Baca juga: Vaksin COVID-19 Tahap Pertama Diutamakan untuk Tenaga Kesehatan
"Ini ada sedikit perubahan dari UU sebelumnya sehingga di UU Cipta Kerja ini lebih ketat dan tegas bahwa penyelenggara itu dikelola oleh WNI yang beragama Islam," kata Arfi, Senin, 7 Desember 2020.
Di sisi lain, dia menegaskan, Kemenag juga menetapkan perizinan berusaha untuk sektor haji khusus dan umrah ini berbasis risiko tinggi. Untuk itu, membutuhkan Nomor Induk Berusaha dan izin.
Tingkat risiko bisnis
Meski begitu, dia mengklaim, sebelum aturan pelaksana dari undang-undang ini ditetapkan, pemerintah masih membuka ruang bagi para pelaku usaha memberikan masukan terkait tingkat risiko bisnis tersebut.
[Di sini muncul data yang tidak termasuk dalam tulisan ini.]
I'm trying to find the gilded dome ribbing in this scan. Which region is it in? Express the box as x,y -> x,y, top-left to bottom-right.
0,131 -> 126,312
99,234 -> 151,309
"Kalau ingin diturunkan tingkat risikonya tinggi misalnya, kemudian diturunkan menjadi menengah tinggi, maka tidak diperlukan lagi izin. Sehingga yang diperlukan adalah NIB dan sertifikat standar," ucap dia.
Namun, di sisi lain, untuk memberikan insentif dalam bentuk kemudahan berusaha, persoalan sanksi ada sedikit perubahan, dan menjadi lebih bersifat pembinaan agar hak-hak jemaah tuntas terpenuhi.
"Tapi perlu diketahui juga bahwa dalam pemberian sanksi itu ada dua sifat, satu sifatnya pembinaan, yang satu yang memang masuk kategori pelanggaran berat, nanti kita akan lihat," tutur Arfi. (art)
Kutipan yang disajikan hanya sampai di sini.